A casa de madeira próximo ao rio estava vazia sem os gritos, choros e gargalhadas do menino. Agora quem seria o seu companheiro nas noites? O marido morreu engolido por uma sucuri, que o derrubou de sua canoa enquanto puxava o puçá com o siri. O comentário entre os ribeirinhos corria longe; pois tudo isso acontecera na vida dela, por ter sido filha de Matinta Pereira e quando sua mãe Matinta morreu, não seguiu a sina. Mais como uma jovem mulher seguir tal sina? Ainda não completara nem trinta anos.
Um dia Estela foi até a beira do rio, soltou a corda da canoa subiu na mesma e começou a remar rio abaixo. Umas mulheres lavavam roupas na beira da ponte de madeira a viram remando. – Diacho, pra onde Estela vai? - Essa foi à pergunta que ficou sem resposta. No dia seguinte logo pela manhã dona Noronha foi até a casa de Estela, mas encontrou fechada, bateu por algum tempo, e nada; chegando a olhar pela greta. – “Valha-me Deus”, Estela sumiu. – Não demorou muito todos já sabiam do desaparecimento de Estela.
- Temos que ir até Belém para dar parte do sumiço dela.
- Larga de ser besta Raimundo, os “homem” não procuram os de lá, imagina os de cá! – Replica a mulher.
E assim passaram-se dias, semanas. As mulheres lavavam roupas na beira da ponte quando olham uma canoa à deriva, e gritam por ajuda. Não demorando muito uns caboclos aparecem, pegam outra canoa e remar até a que está à deriva; ao se aproximar olham dentro e só encontram uma blusa, saia e uma calcinha, eles se olham sem entender nada e voltam para margem rebocando a canoa com as tais roupas. – Essa roupa ai e da Estela, eu vi quando ela passou nessa canoa remando.
- Nossa Senhora de Nazaré, protege-nos, ela seguiu a sina da finada mãe. – Dona Noronha fazendo o sinal da cruz.
Ao anoitecer, todos fechavam suas casas com medo da Matinta Estela bater nas suas portas para pedir tabaco e caso isto venha acontecer a vila esvaziou o estoque de tabaco da “taberna” de seu Manuel, que ficou com o sorriso largo no rosto. As crianças dormiram cedo antes das 19hs00, não se ouvia um barulho a não ser dos grilos e alguns sapos. Os homens em sua casa ficavam deitados em suas redes esperando aquele assovio. Algumas mulheres preferiam ficar rezando diante da imagem de nossa senhora, iluminada pela luz de lamparina e assim foi muitas noites, e nada de Matinta ou algum assovio. Resolveram dar a Estela como morta ou a desculpa de que provavelmente foi engolida por uma sucuri, a famosa cobra grande.
A vila voltou a sua rotina normal, ninguém nem ao menos se lembrava de Estela. Numa noite Raimundo pescava de canoa no meio do rio, iluminado apenas pelo luar e a lamparina na proa da canoa. Algo puxou a linha.

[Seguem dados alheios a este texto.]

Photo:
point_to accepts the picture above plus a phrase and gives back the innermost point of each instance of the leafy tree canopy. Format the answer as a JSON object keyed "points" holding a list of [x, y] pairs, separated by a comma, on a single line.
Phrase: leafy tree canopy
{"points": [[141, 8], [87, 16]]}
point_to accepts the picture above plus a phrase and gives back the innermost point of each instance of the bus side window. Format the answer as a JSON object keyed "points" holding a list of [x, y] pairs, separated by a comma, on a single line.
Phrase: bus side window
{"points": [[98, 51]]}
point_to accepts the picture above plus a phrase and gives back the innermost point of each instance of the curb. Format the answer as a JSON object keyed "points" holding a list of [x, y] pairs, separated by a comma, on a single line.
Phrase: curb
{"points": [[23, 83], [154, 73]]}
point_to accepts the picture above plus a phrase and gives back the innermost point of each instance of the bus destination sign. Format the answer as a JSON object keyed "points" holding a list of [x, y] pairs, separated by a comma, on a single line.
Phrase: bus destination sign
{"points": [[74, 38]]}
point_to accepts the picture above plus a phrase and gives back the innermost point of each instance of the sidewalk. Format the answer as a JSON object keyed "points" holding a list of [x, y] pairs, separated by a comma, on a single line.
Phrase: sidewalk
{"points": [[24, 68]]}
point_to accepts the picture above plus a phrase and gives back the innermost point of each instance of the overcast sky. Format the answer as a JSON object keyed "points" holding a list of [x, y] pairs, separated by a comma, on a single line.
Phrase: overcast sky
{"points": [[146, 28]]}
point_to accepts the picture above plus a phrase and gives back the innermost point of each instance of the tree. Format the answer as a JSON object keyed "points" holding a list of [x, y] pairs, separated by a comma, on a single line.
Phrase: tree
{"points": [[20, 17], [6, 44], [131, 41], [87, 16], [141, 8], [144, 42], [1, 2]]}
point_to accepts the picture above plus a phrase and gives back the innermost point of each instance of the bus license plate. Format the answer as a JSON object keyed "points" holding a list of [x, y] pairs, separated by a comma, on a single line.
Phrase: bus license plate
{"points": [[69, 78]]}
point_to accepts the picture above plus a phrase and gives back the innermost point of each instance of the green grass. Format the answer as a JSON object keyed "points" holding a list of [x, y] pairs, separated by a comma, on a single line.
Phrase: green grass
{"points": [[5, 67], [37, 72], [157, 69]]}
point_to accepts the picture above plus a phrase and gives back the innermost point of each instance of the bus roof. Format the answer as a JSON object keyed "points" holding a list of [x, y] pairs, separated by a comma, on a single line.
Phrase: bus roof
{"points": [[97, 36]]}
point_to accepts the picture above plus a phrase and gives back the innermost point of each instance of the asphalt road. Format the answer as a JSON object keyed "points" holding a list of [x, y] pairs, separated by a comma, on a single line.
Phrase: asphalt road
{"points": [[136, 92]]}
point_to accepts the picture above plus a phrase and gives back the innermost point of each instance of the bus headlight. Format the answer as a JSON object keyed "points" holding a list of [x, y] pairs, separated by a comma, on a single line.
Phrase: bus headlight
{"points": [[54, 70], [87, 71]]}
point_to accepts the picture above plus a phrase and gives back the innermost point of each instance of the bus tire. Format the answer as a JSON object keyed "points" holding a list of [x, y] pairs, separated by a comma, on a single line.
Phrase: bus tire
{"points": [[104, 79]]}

- Isso, só espero, que não seja bacu. – Ele puxava a linha e nada, era algo mais forte do que ele até que arrebentou a linha de náilon. – Nossa senhora que forte, deve ter sido algum peixe-boi. - Raimundo resolveu remar para outro lado.
Atrás dele uma enorme cobra sai com boa parte do corpo da água. Na vila, algumas pessoas ouviram um grito longe.
- Antônio, acorda. – Balançando a rede dele.
- O que é mulher? – Sonolento.
- Alguém gritou longe...
- Deixa quieto deve ter sido tua mãe, que se espantou com a cara do teu pai, vai dormir e te embrulha por causa do carapanã.
- É sério homem.
O homem se vira e volta a dormir. Dona Antônia dormia sossegada quando bateu na porta. Ela se acorda e de sua rede olha para a porta. O medo toma conta, que chega a tremer até os punhos da rede. Outra vez batem. Os olhos arregalam-se. Batem novamente.
- Quem é? - Com a voz trêmula.
- Eu quero tabaco. – Alguém diz.
A respiração de dona Antônia fica ofegante de tanto medo mais mesmo assim levanta bem devagar. Passa pelo pinico perto da cadeira e apanha um maço de tabacos em rolado numa folha de jornal, engatado na “perna-manca” da parede. Caminha em direção à porta lentamente. Com uma das mãos solta à tramela e logo depois a segunda e passa o tabaco pela porta entre aberta. Dona Antônia vê a mão com unhas longas e sujas pegando o tabaco e sai correndo em direção ao mato. Dona Antônia fecha a porta rapidamente, sobe para rede e fica a se recuperar do que viu.